Cultura de coalición

La polémica generada por las torpes declaraciones de Garzón ha puesto en evidencia una grave disfunción que padece nuestro sistema democrático.

La polémica generada por las torpes declaraciones de Garzón ha puesto en evidencia una grave disfunción que padece nuestro sistema democrático.
El presidente del Gobierno, Pedro Sánchez, en el Congreso. | EFE

La polémica generada por las torpes declaraciones de Garzón ha puesto en evidencia una grave disfunción que padece nuestro sistema democrático. La Constitución regula un presidente del Gobierno todopoderoso al que se atribuye casi tanto poder como el que reciben los jefes de Estado en los regímenes presidencialistas.
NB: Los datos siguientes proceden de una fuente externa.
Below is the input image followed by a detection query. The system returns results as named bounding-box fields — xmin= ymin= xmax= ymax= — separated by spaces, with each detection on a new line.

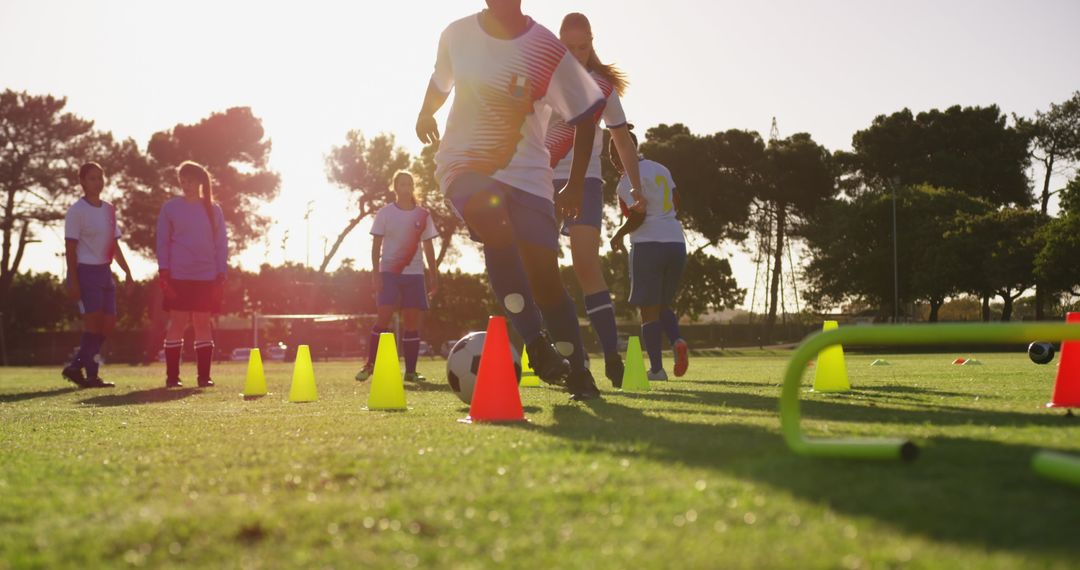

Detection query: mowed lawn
xmin=0 ymin=353 xmax=1080 ymax=569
Hasta el punto de que a veces el presidente ensombrece la figura del rey. Tanto es el poder que tiene que aquí es imposible que pase lo que le pasó a Theresa May y está a punto de pasarle a Boris Johnson, que su propio partido lo eche de la Moncloa a pesar de los muchos motivos, como el abuso del Falcon, el recurso constante al decreto ley, los estados de alarma inconstitucionales o los pactos con Bildu. Cuando, como siempre ha sido, el Gobierno es monocolor, el presidente utiliza su omnímodo poder con total naturalidad y apenas hay protestas. Sin embargo, ahora que es de coalición, se pone en evidencia que, siendo como es el nuestro un régimen parlamentario, el presidente no debería tener tanto poder.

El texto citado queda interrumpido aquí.